Quel indice intégrer à la formule de prix ?

"On a commencé un travail sur l'écriture d'une formule de prix en incluant des indices de coût de production. La question, c'est quel indice prendre et comment on l'introduit dans la formule ?", détaille David Renault. Pour André Bonnard, "il n'y a pas de formule magique, mais si on s'appuie sur les coûts de production, on aura un système plus lissé, et si on s'appuie sur les marges, on aura des prix qui auront beaucoup plus de variations".
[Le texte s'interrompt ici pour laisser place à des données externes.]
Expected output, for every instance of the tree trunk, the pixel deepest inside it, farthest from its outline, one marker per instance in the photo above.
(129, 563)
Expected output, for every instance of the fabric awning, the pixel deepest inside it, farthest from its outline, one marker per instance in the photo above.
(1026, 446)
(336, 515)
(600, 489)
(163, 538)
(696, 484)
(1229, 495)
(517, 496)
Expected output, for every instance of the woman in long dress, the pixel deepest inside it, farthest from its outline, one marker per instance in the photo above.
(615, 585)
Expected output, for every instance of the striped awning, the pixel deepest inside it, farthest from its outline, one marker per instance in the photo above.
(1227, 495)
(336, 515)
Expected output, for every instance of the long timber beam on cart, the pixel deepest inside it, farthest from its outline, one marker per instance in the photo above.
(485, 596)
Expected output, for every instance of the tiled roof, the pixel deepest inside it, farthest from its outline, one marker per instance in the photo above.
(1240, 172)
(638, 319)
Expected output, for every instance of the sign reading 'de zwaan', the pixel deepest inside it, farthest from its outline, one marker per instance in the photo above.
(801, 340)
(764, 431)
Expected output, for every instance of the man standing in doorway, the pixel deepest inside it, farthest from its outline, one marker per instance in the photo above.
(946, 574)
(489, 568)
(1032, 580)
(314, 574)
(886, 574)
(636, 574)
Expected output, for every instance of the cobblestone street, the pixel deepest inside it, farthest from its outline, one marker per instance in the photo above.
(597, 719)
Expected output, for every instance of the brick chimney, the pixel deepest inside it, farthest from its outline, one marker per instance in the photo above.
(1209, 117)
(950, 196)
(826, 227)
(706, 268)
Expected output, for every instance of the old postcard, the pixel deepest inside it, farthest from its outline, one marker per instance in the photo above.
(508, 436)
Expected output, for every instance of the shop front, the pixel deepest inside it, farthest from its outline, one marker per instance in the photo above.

Pour conclure cette matinée riche en échanges, Christian Le Nan, producteur de lait dans le Finistère, est venu présenter l'AOP Grand Ouest, agréée en octobre dernier et dont il est le président. A moyen terme, "nous voulons interpeller les régions sur la possibilité qu’elles ont de constituer un fonds de stabilité des revenus, dans le cadre du second pilier de la PAC. Nous comptons aussi défendre au niveau national la nécessité de faire encore évoluer la fiscalité, pour inciter les exploitations à gérer leurs risques économiques. Enfin, nous voulons reprendre en main le volet communication vers le grand public", a notamment exprimé Christian Le Nan. Entre volet économique et politique, ces nouvelles organisations soulèvent aussi des questions. C'est d'ailleurs tout le sens des propos du président de la FDSEA 35, Loïc Guines, qui a tenu en conclusion à inviter chacun "à faire attention à ne pas créer de doublon, en parallèle de ce qui existe déjà dans le syndicalisme".